Abstract. About 30 years ago a new branch of what von Neumann called “abstract analysis” was born. This event led to the solution of quite a few well known problems, that were formulated in purely classical terms. This was done after some people, studying this or that problem, realized that behind the classical norm on a given space, an essentially richer structure was hidden. This is the so-called “quantum norm”, or “abstract operator space structure”.

We begin recalling several classical problems that were clarified and solved after their reformulation in the language of quantum norms. Then we proceed to two main concepts of the area: the quantum norm and the completely bounded operator, presenting, at the same time, some examples and counterexamples.

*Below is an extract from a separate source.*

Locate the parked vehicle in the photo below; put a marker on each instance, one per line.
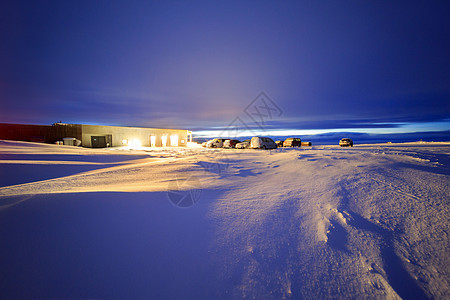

Here we shall explain, from the general aspect of what is now called quantum or non–commutative mathematics, the use of the terms “quantum norm” and “quantization of a normed space”.

In the whole quantum functional analysis one can easily distinguish three most deep and important results, that form the heart of the subject. These are the Ruan Representation Theorem (whose message is that there are no quantum spaces, save operator spaces), the Arveson/Wittstock Theorem (also called Quan- tum Hahn/Banach Theorem) and the Paulsen/Wittstock Decomposition Theorem (that reduces general completely bounded operators to two fairly concrete types). In the concluding part of the talk, we shall discuss these theorems, whose formulations are quite simple and transparent.